Byju, l’application sur smartphone
Byju Raveendran est l’enseignant le plus célèbre d’Inde. Qui, dans le monde, peut se targuer d’avoir rempli des stades, juste en donnant des cours de mathématiques ? Âgé d’à peine 36 ans, Byju Raveendran est désormais à la tête de l’entreprise Think & Learn qui veut révolutionner la pédagogie grâce à la technologie.
Ses applications sur smartphone ont été téléchargées plus de 7 millions de fois et près de 300 000 étudiants suivent ses cours en ligne. Sur les vidéos diffusées par la start-up, de jeunes enseignants expliquent le théorème de Pythagore ou l’évolution de l’humanité en manipulant des graphiques et des images grâce au truchement d’effets spéciaux. Ces vidéos sont soigneusement préparées, comme pour un film, avec un storyboard qui détaille chaque visuel et explication. Des musiciens travaillent même à plein temps pour composer les habillages sonores. Mais c’est surtout de l’application pour smartphone, lancée en 2015, dont Byju Raveendran est le plus fier. 500 employés du département de recherche et développement de son entreprise ont travaillé des années pour inventer une nouvelle pédagogie interactive et personnalisée. La formule secrète de la start-up tient dans ces immenses « cartes de la connaissance », qui aident à deviner, par une série de tests à la fin de chaque module, quelles sont les lacunes de l’étudiant afin de lui proposer les cours adéquats. Le chemin vers la connaissance devient ainsi personnalisé. « Vous apprenez le mieux quand vous apprenez tout seul et à votre propre rythme », croit savoir Byju Raveendran qui estime que les parents peuvent tenir le rôle de celui qui encourage et motive l’élève. L’application mélange vidéos et exercices et chaque étudiant peut faire appel à un mentor, par téléphone ou e-mail, au cas où il rencontrerait une difficulté. Grâce à des modules plus courts enrichis de vidéos et d’exemples concrets, l’application veut faire oublier « la peur de la note », et instiller au contraire « le plaisir d’apprendre ». Pour les plus jeunes, qui se déconcentrent plus facilement, l’approche ludique est privilégiée.

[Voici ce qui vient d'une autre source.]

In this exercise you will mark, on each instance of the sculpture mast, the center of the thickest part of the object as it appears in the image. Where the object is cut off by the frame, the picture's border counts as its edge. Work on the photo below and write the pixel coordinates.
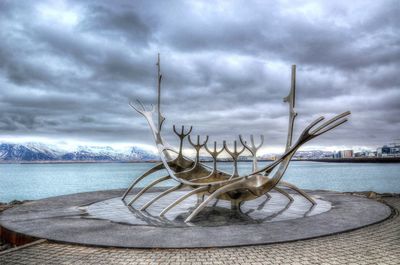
(159, 77)
(291, 98)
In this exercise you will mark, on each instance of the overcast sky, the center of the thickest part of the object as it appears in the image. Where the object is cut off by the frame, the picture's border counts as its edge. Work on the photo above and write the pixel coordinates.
(68, 69)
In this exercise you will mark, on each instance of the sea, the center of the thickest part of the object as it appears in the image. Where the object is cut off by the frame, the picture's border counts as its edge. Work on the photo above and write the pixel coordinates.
(36, 181)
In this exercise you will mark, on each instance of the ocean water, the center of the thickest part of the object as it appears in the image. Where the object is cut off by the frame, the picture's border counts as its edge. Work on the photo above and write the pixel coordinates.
(36, 181)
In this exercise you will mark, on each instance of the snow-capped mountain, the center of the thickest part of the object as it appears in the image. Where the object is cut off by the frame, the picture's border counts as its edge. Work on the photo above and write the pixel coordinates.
(44, 152)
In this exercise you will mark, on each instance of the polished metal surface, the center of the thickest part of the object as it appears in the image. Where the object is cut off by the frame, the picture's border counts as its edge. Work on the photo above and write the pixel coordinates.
(210, 184)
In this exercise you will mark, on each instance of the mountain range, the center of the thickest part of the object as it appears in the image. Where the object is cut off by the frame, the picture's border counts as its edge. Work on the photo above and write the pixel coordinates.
(12, 152)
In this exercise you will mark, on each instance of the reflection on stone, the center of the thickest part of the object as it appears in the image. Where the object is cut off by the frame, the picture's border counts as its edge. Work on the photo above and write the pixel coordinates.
(263, 209)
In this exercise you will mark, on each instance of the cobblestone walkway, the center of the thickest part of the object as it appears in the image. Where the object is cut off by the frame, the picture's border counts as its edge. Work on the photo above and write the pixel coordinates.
(377, 244)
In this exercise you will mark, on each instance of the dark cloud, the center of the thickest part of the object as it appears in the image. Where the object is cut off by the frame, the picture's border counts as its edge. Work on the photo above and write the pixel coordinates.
(69, 68)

La formule secrète de la start-up tient dans ces immenses ‹ cartes de la connaissance ›.
L’entreprise déclare enregistrer près de 30 000 nouveaux utilisateurs chaque mois et s’apprête à conquérir les marchés anglo-saxons. En septembre 2016, la fondation Chan Zuckerberg Initiative, créée par le fondateur de Facebook et son épouse, a investi 46 millions d’euros dans la start-up, la valorisant ainsi à 450 millions d’euros. Une réussite inattendue pour ce fils d’instituteurs, originaire d’un petit village du Kerala, au sud de l’Inde, qui poursuivait tranquillement une carrière d’ingénieur. Jusqu’à ce jour de 2005 où, pendant ses vacances, il aide quelques amis à préparer leurs examens. Séduits par sa pédagogie peu ordinaire, des dizaines d’autres étudiants le supplient de les aider et Byju Raveendran devient rapidement une vedette auprès des 270 millions d’étudiants indiens. « Il y a trois problèmes en Inde, explique Byju Raveendran, le manque d’instituteurs bien formés, l’enseignement de masse qui n’est pas adapté aux besoins de l’élève dans un pays qui compte en moyenne un instituteur pour 35 élèves, et une pédagogie exclusivement centrée sur la mémorisation et la peur des examens. » L’équation de sa réussite tient à la médiocre qualité de l’enseignement en Inde et aux nouvelles aspirations d’une classe moyenne prête à dépenser de l’argent pour la réussite de ses enfants. Le défi posé à l’Inde ne consiste plus à envoyer tous les enfants à l’école, puisque le taux de scolarisation approche des 100%, mais de leur apprendre les bases élémentaires. Près de la moitié des enfants âgés de 7 à 12 ans ne sont pas capables d’effectuer une simple division. Mais l’application Byju qui coûte entre 150 et 500 euros par an s’adresse d’abord à ceux qui parlent anglais, soit 10% de la population, et qui ont un accès à Internet. Un enseignement qui exclut, de fait, les plus défavorisés qui ne parlent pas anglais ou vivent dans des régions rurales mal desservies par Internet.